Urinary tract infections
Women are at greater risk of developing a UTI than are men. Infection limited to your bladder can be painful and annoying. However, serious consequences can occur if a UTI spreads to your kidneys. Doctors typically treat urinary tract infections with antibiotics. But you can take steps to reduce your chances of getting a Urinary Tract Infection in the first place.
Women presenting with recurrent lower urinary tract infections (rUTI) should undergo a complete patient history and pelvic examination. A diagnosis of rUTI must base on document positive urine culture results in association with prior symptomatic episodes.
An initial urine specimen that may be contaminate prompt a repeat urine study; collection of a catheterize specimen should be considered. Index patients presenting with rUTI should not routinely; so undergo upper tract imaging and cystoscopy. Before beginning treatment in patients with rUTI, urinalysis, urine culture; also sensitivity be perform for each symptomatic acute cystitis episode.
Select patients with rUTI with acute episodes may be offer patient; so initiate treatment (self-start treatment) while urine culture results are pending. Surveillance urine testing, including urine culture; so not perform in asymptomatic patients with rUTI. Asymptomatic bacteriuria not treat.
Duration of antibiotic therapy
Symptomatic UTIs in women should be treat with first-line therapy (ie, nitrofurantoin, TMP-SMX, fosfomycin) and should depend on local antibiogram.

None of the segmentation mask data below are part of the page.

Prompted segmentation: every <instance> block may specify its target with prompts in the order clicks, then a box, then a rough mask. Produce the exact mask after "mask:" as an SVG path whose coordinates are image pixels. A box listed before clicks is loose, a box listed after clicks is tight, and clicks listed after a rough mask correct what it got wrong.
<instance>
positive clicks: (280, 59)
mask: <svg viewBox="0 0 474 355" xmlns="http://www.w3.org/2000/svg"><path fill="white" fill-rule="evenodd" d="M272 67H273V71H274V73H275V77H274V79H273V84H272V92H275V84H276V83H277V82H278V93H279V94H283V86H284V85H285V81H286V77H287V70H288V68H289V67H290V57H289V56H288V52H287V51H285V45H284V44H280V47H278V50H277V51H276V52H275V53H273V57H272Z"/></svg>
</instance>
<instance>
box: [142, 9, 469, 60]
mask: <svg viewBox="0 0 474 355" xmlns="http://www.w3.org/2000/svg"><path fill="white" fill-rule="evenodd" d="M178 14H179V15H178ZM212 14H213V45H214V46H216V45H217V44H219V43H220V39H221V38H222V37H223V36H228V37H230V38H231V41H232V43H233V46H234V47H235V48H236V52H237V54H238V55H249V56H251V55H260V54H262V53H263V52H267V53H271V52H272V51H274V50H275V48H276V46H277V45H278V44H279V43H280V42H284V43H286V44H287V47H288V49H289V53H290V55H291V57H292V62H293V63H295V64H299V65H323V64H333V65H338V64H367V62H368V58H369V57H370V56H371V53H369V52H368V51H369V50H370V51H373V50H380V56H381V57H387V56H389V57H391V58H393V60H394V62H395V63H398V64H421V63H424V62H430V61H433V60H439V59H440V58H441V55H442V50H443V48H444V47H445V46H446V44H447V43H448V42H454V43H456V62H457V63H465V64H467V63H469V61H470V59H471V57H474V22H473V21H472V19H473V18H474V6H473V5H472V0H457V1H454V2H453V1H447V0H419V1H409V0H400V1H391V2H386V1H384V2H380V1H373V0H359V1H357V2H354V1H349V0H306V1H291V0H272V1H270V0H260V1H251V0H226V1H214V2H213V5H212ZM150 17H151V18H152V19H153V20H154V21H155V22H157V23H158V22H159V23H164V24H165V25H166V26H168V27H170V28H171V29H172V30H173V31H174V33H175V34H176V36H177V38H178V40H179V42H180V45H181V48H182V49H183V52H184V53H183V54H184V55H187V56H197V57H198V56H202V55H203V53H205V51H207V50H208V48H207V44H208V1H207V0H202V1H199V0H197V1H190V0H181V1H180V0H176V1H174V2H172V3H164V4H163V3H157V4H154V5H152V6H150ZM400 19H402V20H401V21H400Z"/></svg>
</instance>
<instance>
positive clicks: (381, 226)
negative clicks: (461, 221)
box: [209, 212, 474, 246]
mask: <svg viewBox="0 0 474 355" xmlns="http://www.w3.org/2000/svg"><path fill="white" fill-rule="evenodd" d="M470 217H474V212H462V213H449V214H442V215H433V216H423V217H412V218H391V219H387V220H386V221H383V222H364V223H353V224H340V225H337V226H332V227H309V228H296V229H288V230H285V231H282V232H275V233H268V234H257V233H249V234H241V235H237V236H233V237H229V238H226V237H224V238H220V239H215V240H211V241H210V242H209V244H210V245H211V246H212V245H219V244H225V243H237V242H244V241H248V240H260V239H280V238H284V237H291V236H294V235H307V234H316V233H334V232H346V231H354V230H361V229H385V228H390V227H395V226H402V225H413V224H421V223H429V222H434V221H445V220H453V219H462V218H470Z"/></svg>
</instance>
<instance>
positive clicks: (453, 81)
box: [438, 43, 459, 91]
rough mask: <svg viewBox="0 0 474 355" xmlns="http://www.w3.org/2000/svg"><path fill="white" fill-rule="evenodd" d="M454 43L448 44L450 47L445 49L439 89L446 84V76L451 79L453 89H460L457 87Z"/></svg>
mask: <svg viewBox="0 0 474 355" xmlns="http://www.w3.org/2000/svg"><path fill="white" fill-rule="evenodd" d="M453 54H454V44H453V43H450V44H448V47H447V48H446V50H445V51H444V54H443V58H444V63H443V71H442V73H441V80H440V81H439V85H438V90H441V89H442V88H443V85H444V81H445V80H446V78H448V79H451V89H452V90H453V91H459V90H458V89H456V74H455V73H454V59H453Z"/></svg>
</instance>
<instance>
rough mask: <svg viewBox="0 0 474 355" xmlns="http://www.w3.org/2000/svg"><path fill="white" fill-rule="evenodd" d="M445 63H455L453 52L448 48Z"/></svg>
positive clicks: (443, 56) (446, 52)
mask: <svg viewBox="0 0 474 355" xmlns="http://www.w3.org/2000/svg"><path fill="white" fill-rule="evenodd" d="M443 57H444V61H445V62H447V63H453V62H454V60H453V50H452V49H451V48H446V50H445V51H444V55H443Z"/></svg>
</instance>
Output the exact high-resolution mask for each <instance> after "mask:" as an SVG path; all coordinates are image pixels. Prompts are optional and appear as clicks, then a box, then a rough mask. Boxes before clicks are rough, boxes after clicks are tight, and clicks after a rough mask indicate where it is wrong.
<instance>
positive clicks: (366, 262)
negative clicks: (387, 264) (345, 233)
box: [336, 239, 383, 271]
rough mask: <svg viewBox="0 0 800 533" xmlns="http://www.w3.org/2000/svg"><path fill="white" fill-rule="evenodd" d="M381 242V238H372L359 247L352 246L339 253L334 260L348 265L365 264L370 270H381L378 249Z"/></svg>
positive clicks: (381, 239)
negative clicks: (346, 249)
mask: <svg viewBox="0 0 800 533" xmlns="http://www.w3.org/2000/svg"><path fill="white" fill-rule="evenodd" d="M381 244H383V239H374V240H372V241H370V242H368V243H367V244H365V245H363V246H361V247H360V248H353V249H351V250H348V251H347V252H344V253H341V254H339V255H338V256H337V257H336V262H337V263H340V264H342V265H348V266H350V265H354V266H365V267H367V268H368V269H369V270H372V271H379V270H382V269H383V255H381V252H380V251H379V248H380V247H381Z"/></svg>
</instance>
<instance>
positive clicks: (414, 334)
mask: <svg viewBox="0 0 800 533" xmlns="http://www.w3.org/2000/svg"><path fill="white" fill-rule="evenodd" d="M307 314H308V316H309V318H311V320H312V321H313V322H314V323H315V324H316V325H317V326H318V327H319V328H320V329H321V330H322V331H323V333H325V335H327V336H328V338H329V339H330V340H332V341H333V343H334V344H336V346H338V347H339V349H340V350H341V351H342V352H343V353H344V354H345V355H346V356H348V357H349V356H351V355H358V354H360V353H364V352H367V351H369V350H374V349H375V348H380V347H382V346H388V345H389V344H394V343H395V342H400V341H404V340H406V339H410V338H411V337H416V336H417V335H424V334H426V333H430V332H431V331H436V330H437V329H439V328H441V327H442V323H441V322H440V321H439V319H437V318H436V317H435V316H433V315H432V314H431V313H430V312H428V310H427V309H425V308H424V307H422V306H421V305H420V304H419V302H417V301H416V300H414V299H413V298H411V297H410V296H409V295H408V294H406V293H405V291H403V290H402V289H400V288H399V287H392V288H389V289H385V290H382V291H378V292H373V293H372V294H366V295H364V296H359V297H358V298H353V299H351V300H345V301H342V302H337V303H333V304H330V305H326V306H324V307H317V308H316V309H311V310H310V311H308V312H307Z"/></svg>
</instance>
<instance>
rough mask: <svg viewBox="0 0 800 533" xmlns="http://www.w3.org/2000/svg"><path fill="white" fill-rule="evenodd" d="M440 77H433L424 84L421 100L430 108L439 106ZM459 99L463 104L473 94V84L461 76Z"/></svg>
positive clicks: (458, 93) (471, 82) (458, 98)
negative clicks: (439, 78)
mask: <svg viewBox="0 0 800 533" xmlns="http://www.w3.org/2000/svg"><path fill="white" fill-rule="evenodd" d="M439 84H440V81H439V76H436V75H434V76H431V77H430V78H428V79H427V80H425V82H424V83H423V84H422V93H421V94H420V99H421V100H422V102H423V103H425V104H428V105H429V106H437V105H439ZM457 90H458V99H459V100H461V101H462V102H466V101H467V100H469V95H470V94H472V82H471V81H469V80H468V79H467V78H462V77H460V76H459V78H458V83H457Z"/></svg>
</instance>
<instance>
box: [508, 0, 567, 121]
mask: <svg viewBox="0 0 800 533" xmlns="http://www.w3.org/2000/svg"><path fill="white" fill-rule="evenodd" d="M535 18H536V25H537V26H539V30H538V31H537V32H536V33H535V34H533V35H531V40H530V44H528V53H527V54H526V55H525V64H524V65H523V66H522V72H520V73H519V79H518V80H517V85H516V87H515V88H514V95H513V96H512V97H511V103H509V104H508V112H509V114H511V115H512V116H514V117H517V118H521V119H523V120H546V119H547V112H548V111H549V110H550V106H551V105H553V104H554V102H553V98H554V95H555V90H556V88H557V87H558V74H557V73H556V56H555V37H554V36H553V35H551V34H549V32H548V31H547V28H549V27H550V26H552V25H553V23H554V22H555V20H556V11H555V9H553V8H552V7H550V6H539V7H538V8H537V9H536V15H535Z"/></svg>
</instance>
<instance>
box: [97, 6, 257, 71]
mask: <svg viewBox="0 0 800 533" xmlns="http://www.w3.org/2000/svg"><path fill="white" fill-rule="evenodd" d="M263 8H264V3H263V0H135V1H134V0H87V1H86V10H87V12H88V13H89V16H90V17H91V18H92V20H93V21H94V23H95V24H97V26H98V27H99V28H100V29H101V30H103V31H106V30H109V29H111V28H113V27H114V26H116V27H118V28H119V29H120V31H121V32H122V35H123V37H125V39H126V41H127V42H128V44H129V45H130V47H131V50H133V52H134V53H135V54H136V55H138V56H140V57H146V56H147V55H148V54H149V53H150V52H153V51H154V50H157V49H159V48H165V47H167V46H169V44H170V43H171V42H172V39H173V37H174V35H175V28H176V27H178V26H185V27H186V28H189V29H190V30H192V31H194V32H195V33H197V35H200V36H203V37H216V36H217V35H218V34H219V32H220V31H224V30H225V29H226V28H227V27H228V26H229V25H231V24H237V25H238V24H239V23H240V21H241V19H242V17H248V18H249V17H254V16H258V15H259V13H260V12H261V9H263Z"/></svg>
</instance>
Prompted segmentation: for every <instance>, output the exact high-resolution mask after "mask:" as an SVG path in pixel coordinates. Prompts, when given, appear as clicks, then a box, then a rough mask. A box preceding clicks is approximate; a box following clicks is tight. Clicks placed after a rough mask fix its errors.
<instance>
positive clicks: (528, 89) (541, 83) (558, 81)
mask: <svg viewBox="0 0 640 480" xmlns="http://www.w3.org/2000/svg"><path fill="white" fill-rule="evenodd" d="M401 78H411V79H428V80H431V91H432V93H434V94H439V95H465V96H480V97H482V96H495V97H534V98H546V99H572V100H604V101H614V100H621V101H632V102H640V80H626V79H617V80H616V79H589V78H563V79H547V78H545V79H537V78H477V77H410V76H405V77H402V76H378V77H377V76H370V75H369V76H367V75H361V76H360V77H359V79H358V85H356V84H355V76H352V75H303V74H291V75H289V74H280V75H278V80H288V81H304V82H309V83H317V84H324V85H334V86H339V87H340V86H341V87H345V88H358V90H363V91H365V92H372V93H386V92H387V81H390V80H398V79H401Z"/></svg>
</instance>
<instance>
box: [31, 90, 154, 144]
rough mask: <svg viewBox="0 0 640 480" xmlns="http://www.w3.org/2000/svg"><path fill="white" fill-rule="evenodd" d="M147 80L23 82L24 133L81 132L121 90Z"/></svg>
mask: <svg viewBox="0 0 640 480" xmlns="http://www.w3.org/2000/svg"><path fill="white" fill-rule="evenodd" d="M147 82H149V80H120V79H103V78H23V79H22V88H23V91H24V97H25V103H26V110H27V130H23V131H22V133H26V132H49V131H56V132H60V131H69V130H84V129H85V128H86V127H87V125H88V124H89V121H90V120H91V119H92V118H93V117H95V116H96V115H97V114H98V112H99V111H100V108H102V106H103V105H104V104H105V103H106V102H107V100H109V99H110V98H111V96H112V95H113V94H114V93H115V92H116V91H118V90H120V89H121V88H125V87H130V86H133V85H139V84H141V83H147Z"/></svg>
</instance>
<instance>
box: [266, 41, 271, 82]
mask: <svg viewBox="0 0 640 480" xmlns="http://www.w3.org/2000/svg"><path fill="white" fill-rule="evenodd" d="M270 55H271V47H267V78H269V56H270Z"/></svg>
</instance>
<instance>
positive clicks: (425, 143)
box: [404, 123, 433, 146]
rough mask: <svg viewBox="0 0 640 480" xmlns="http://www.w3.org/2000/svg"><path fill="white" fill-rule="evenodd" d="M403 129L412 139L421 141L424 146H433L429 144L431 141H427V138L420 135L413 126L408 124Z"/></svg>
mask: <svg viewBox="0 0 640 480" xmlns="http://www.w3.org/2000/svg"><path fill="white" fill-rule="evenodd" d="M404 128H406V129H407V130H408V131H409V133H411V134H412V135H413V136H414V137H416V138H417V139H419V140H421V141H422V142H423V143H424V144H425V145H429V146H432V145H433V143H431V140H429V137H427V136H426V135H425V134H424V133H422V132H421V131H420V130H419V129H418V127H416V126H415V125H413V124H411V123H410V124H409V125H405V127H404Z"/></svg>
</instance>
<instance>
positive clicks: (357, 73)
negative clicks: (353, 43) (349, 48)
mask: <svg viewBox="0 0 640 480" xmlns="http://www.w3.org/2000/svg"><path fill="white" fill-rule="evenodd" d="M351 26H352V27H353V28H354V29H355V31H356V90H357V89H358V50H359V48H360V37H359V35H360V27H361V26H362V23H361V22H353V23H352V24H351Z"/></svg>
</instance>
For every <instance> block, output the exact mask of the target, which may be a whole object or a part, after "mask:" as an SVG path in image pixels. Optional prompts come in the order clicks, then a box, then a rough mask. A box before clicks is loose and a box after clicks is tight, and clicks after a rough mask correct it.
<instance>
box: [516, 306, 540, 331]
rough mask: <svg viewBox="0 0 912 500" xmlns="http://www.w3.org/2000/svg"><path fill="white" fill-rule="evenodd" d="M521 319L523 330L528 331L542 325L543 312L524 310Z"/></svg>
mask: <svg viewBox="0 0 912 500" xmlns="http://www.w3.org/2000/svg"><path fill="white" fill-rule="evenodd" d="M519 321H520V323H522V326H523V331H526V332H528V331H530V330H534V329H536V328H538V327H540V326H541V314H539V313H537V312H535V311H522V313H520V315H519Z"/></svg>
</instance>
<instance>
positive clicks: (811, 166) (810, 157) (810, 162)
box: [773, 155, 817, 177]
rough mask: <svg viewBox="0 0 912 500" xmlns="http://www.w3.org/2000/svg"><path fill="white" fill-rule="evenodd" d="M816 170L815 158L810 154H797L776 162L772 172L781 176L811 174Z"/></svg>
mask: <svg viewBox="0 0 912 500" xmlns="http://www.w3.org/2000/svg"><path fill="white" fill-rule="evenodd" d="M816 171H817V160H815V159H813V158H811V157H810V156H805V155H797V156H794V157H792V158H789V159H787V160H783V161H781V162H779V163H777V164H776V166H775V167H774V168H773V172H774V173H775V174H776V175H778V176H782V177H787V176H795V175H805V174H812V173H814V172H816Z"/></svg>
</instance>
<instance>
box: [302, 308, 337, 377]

The duration of antibiotic therapy for rUTI in patients; so with acute cystitis episodes should be as short as is reasonable (typically no longer than 7 days).
rUTIs in patients with acute cystitis that has show resistance; so to oral antibiotics on urine culture may treat with culture-direct parenteral antibiotics for as short a course as is reasonable (typically no longer than 7 days). After discussing the risks, benefits, and alternatives, antibiotic prophylaxis may be prescribe to reduce the risk of future UTIs in women of all ages previously diagnose with UTI. Cranberry prophylaxis may be offer to women with rUTI.
Posttreatment urinalysis or urine culture to test for cure should not be perform in asymptomatic patients. UTI symptoms that persist after antimicrobial therapy should prompt repeat urine culture to guide further treatment. Vaginal estrogen therapy with no contraindications be recommend to perimenopausal and postmenopausal women with rUTIs to reduce the risk of future UTI.